If you are thinking seriously of having some home improvement or reconstruction work done, then you must take the building regulations seriously while you are drawing up your plans and before you contact or engage a good architect’s firm like architects London. Don’t think that they are a meaningless set of rules that have been drawn up to irritate people and are not worth bothering about. Also, don’t make the mistake of confusing building regulations with planning permission which is an entirely different thing. Building regulations are intended to provide a background that sets out safety standards for everybody – people who work on site, the occupants and neighbours too.

They also help to implement national guidelines on energy conservation and provide reasonable access and facilities for people who are disabled. With certain exemptions and exceptions, compliance with building regulations is required for any new extensions or structural modifications to a building. This includes such things as underpinning, the installation of new windows and doors, removing structural walls or chimney breasts. Certain other modifications such as alterations to drainage or sanitary facilities and even heating and hot water systems and insulation material into wall cavities might also require compliance with the building regulations. Some buildings may not needcompliance with building regulations. These are usually small, isolated buildings in which people are not going to sleep or live in permanently. Garages, carports, conservatories, greenhouses and porches are examples of these exemptions. There are two ways in which you can comply with the building regulations. The first way is to submit all your detailed plans with the appropriate forms which can normally be downloaded off the relevant website.

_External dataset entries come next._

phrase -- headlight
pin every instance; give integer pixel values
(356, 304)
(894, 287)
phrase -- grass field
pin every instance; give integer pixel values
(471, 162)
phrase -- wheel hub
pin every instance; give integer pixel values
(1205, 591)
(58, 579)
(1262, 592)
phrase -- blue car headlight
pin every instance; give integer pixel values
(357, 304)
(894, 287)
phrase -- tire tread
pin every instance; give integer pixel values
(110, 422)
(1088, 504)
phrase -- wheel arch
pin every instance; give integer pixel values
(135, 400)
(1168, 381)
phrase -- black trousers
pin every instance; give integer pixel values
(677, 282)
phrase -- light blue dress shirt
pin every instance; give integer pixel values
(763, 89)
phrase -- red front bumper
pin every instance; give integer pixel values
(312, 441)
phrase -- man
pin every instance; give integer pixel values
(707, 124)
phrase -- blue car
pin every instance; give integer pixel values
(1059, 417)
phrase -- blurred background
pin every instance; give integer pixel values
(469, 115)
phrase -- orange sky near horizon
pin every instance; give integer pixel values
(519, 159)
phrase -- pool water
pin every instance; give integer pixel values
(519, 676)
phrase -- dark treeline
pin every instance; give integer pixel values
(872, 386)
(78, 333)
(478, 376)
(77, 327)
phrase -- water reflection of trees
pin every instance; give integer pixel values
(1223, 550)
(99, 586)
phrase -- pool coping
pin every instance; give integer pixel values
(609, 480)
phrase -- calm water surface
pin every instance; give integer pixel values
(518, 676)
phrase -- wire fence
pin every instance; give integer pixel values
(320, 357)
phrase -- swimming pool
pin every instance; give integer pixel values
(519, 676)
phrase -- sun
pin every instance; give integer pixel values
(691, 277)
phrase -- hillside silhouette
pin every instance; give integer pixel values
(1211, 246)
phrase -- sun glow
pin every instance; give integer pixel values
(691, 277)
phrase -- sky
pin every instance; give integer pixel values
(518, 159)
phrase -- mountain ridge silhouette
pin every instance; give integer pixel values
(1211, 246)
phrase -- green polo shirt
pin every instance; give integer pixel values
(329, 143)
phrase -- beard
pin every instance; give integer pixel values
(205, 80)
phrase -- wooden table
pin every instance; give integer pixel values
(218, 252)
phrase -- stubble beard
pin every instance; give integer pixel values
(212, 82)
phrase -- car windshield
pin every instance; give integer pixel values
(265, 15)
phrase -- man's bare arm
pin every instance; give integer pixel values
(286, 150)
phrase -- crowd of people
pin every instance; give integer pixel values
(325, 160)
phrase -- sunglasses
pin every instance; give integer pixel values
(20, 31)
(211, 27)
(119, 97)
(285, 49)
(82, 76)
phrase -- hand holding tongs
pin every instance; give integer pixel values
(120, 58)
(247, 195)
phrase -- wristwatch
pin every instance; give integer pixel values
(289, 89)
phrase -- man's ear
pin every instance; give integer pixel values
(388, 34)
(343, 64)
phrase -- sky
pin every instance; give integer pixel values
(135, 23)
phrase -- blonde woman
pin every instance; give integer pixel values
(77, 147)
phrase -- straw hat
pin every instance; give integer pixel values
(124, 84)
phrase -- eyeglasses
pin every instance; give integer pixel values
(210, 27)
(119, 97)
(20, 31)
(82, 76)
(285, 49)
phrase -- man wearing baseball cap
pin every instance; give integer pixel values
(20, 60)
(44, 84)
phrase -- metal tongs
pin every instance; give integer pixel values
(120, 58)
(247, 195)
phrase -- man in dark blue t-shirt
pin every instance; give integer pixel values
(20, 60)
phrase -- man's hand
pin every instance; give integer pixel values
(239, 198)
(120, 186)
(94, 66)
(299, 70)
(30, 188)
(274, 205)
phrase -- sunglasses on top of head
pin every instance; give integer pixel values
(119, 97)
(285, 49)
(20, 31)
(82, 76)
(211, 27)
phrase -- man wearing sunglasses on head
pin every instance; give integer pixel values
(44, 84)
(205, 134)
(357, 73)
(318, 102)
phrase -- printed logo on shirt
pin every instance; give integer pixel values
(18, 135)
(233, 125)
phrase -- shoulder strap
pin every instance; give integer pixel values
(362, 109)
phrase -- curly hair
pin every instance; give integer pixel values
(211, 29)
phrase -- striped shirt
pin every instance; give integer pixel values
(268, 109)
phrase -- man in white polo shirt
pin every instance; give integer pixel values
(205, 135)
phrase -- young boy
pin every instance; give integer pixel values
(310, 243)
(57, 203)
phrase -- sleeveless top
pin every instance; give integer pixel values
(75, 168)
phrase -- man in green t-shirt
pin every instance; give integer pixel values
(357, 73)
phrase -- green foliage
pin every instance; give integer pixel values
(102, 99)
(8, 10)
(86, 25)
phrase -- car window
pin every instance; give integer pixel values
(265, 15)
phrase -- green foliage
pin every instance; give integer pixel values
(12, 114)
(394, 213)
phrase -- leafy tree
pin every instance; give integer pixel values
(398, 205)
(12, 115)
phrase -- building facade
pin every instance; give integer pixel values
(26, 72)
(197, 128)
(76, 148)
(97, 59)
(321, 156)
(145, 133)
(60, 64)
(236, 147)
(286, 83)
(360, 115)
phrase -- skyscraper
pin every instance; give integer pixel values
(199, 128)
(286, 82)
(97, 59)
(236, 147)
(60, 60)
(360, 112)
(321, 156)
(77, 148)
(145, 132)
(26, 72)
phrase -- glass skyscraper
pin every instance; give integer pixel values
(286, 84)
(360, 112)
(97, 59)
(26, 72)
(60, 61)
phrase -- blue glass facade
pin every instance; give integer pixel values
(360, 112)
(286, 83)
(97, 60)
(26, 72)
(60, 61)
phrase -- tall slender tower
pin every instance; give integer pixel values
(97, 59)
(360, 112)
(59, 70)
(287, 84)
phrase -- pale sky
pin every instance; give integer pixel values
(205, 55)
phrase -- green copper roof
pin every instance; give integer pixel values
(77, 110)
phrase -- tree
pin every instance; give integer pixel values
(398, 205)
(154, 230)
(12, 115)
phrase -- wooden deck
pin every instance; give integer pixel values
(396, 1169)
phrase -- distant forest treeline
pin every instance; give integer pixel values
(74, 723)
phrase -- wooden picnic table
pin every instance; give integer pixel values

There will be a fee involved. Surveyors will take a look at the plans and a notice of approval will be issued if everything is up to scratch. The compliance procedure doesn’t stop there as inspections need to be carried out during the construction phase and when building has been completed, then a certificate of compliance will be finally issued which you should store away for the time you may possibly want to sell the property. The second way that compliance can be achieved really is designed for smaller building works and small alterations in existing buildings. The procedure here is to submit a building notice form which has on it proposals and plans. It should only take a couple of days or so to get acceptance for this first planning stage. Inspections still have to be carried out at significant stages of construction and then a final inspection when the project has been completed and a certificate of compliance issued as with the other method already outlined. The only potential snag with this second method of achieving compliance is that there is less assurance that approval is going to be granted after all the work is carried out as the plans have not been submitted and seriously looked at by surveyors in the first place. One may find, at the worst, with doing it this way that one has to make the modifications and changes requested if the inspections are less than satisfactory as building work progresses.